= Inspectorates-General (Turkey) =

Former Turkish regional administrative subdivision

Inspectorates-General or General Inspectorates (Umumi Müfettişlikler) was a regional governorship whose authorities prevailed over civilian, military and judicial institutions under their domain but had to comply with the orders of Turkish president Mustafa Kemal Atatürk. Their aim was to establish an authoritarian rule and to consolidate the authority in the process of Turkification of religious and ethnic minorities.

The Turkish Grand National Assembly got the law numbered 1164 and dated June 25, 1927, passed. On January 1, 1928, the First Inspectorate-General (Birinci Umumi Müfettişlik) including the provinces of Diyarbakır, Elazığ, Urfa, Bitlis, Van, Hakkâri, Siirt and Mardin was established with the center in Diyarbakır.

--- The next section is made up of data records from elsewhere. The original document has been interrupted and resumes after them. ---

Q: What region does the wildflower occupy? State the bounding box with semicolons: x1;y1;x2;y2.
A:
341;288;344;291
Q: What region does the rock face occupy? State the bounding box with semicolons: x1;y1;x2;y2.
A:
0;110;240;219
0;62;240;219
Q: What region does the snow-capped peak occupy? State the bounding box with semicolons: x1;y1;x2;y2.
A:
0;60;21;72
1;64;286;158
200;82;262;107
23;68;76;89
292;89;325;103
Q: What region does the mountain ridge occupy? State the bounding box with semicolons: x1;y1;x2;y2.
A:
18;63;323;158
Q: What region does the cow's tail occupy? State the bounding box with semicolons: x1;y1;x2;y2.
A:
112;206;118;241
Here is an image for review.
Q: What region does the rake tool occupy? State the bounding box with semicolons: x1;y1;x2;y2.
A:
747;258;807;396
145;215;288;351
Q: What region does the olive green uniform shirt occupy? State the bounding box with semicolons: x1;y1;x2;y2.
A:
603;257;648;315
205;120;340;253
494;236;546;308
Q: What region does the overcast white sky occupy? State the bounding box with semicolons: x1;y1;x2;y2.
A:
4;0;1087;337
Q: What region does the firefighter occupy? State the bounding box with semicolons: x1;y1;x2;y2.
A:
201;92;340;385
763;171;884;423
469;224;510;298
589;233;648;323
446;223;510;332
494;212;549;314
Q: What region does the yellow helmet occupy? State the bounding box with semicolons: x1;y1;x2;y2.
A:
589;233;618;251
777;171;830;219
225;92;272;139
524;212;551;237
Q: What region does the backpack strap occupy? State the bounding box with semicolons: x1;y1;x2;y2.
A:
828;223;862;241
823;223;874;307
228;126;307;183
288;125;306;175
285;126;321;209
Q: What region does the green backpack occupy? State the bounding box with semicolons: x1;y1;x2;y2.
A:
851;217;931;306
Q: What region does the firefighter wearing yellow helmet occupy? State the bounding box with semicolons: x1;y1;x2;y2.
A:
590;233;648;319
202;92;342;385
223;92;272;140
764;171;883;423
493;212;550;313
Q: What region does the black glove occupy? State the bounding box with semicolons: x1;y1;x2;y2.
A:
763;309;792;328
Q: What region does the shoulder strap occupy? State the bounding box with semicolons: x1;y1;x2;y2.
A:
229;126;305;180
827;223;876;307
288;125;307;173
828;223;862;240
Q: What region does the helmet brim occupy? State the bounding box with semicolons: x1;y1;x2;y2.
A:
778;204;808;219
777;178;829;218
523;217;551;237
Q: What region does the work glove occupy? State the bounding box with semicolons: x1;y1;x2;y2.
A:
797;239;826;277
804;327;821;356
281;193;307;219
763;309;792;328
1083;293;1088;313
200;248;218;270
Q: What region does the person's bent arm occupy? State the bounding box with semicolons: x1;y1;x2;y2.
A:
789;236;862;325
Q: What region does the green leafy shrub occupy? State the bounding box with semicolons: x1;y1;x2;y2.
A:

Before Thrace pogroms, on February 19, 1934, the Second Inspectorate-General (İkinci Umumi Müfettişlik) including Kırklareli, Edirne, Tekirdağ and Çanakkale provinces, was established with the center in Edirne

On August 25, 1935, the Third Inspectorate-General (Üçüncü Umumi Müfettişlik) including Ağrı, Kars, Artvin, Rize, Trabzon, Gümüşhane, Erzincan and Erzurum provinces, was established with the center in Erzurum.

Before Dersim Rebellion, on June 6, 1936, the Fourth Inspectorate-General (Dördüncü Umumi Müffetişlik) was established in historical Dersim region that includes Tunceli, Elazığ and Bingöl provinces, with the center in Elazığ.

In December 1936 a conference of the Inspector-Generals of all the four Inspectorates-Generals together with the Minister of the Interior Şükrü Kaya was held and an evaluation of the Turkification program was prepared. The Inspector-Generals compared their results for three days. The First Inspectorate-General Abidin Özmen demanded a closure of the border with Syria as he complained that from Syria the Kurds, Yazidis and Armenians received support.

The Inspectorates General were disestablished in 1952 under the government of the Democrat Party.